How sellers can manage inflation and protect margins

Mastering inflation: learn how to reset prices to protect margins, without losing business

Sudipto Banerjee

Sudipto Banerjee

Principal, Pricing & Commercial Excellence Leader, KPMG US


Z. Maria Wang

Z. Maria Wang

Director Advisory, Strategy - COE, KPMG US

+1 617-988-1000

Today, companies are facing price shocks that they can’t easily absorb. It feels like costs are out of control.

After a decade of stable prices, coping with price volatility is an unfamiliar experience. But as we noted in the first two articles in this series (When the Price is Wrong), there are several ways to reduce cost uncertainty. Ultimately, however, you also need to pass those increased costs along.

This article describes ways to manage your price increases without damaging business relationships or sales. We also share insights into commercial practices that can limit the impact of supplier price increases on margins and ensure that sales teams stick to your pricing practices.

While sellers need to increase prices when their costs rise, there are right and wrong ways to do it.

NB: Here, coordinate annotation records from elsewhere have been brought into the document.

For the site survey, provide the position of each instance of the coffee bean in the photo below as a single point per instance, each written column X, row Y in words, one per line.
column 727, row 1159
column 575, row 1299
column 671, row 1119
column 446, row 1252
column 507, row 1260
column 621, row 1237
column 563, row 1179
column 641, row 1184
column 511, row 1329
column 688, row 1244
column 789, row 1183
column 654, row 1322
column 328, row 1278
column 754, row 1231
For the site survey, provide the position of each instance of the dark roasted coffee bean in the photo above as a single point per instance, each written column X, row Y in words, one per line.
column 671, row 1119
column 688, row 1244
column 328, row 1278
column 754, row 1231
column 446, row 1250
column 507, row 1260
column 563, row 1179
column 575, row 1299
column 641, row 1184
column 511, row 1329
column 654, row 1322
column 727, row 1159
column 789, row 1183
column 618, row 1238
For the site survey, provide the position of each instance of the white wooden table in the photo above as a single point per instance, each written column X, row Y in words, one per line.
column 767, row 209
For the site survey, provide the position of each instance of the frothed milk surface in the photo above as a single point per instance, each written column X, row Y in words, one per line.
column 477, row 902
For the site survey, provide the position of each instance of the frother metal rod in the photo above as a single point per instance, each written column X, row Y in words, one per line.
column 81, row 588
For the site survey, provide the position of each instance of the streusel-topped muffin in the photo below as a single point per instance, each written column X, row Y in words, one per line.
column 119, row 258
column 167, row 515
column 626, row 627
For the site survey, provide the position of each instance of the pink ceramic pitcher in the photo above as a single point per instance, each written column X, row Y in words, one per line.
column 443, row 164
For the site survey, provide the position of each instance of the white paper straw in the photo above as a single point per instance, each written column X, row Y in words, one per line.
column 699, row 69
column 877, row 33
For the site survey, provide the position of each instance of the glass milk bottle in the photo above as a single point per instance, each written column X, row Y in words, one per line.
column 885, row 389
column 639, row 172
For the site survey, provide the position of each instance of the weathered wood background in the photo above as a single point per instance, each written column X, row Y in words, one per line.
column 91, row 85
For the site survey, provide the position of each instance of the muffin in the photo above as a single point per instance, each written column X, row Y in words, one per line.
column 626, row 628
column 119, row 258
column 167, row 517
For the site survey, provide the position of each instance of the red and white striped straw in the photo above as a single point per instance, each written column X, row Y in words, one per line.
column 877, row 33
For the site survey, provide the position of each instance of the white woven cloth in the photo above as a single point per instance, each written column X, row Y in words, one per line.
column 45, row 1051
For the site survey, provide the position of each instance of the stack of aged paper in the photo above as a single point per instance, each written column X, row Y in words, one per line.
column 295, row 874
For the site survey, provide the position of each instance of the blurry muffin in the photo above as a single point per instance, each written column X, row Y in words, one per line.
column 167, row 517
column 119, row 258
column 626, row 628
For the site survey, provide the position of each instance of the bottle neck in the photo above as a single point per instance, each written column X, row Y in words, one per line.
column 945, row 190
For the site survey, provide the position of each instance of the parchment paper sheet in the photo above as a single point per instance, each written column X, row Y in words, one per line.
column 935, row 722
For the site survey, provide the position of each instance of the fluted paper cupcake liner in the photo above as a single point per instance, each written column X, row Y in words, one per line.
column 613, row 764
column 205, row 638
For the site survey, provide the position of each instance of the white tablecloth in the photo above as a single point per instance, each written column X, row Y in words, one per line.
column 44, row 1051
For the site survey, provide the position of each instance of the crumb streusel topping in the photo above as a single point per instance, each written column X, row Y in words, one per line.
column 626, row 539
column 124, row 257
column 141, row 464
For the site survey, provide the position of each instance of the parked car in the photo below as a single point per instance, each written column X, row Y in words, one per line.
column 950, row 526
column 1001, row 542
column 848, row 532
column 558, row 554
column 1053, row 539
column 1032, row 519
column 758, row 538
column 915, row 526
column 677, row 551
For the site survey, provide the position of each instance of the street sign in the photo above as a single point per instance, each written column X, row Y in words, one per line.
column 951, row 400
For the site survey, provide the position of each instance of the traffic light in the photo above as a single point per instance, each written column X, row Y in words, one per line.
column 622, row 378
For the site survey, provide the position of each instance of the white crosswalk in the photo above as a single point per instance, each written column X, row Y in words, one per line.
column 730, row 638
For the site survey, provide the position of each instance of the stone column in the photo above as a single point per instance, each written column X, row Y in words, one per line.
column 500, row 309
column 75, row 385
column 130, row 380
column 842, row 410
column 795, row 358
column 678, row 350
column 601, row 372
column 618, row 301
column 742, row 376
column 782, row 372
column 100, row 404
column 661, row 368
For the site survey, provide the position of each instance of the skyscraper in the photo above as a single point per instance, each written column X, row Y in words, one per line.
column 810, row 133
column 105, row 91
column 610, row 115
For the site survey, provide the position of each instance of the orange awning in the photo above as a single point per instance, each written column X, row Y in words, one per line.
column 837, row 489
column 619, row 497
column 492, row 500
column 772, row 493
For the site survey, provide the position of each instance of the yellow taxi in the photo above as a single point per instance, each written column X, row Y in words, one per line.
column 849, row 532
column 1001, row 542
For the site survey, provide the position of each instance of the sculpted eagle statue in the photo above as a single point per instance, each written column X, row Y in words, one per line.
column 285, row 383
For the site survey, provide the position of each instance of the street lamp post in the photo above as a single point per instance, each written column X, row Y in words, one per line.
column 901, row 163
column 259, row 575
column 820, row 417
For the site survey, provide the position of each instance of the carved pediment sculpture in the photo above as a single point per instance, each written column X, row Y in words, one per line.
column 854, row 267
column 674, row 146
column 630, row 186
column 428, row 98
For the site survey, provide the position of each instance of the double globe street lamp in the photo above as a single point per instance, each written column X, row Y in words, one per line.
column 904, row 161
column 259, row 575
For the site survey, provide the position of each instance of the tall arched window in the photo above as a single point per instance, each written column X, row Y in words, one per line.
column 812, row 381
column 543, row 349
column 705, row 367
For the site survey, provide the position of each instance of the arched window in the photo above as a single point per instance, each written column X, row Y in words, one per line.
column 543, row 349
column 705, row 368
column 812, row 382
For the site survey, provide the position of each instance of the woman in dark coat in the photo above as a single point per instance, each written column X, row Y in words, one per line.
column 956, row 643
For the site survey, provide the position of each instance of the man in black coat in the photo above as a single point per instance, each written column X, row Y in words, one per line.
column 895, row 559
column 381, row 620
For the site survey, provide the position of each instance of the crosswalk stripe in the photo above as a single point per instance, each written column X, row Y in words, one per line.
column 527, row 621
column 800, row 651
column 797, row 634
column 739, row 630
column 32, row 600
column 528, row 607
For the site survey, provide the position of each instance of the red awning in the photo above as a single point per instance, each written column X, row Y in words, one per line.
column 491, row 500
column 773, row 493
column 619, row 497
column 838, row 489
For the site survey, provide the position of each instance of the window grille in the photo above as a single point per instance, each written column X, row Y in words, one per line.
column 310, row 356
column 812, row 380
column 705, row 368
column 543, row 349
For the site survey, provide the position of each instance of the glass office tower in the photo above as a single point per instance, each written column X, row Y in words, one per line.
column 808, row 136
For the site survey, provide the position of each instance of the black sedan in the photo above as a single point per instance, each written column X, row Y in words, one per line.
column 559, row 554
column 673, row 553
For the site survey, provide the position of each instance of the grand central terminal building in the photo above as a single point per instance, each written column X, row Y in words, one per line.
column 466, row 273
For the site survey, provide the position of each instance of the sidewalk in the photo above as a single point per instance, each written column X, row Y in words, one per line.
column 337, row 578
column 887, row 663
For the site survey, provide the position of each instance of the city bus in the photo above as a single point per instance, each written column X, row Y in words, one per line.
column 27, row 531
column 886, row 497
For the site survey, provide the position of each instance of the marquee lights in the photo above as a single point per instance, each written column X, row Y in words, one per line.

Using a new approach that we call supply-aware dynamic pricing (SADP), companies can adapt to shifting supply chain realities by adjusting the price of every SKU on a monthly, weekly, or even daily basis.

At the same time, you should conduct a commercial best practice review, answering five tough questions:

  • Is our commercial strategy aligned with our procurement strategy?
  • Are we conducting regular pricing and margin reviews?
  • Have we designed our sales compensation to preserve our margins?
  • How good are our sales contracts? For example, do they allow us to request price increases?
  • How should we communicate this plan?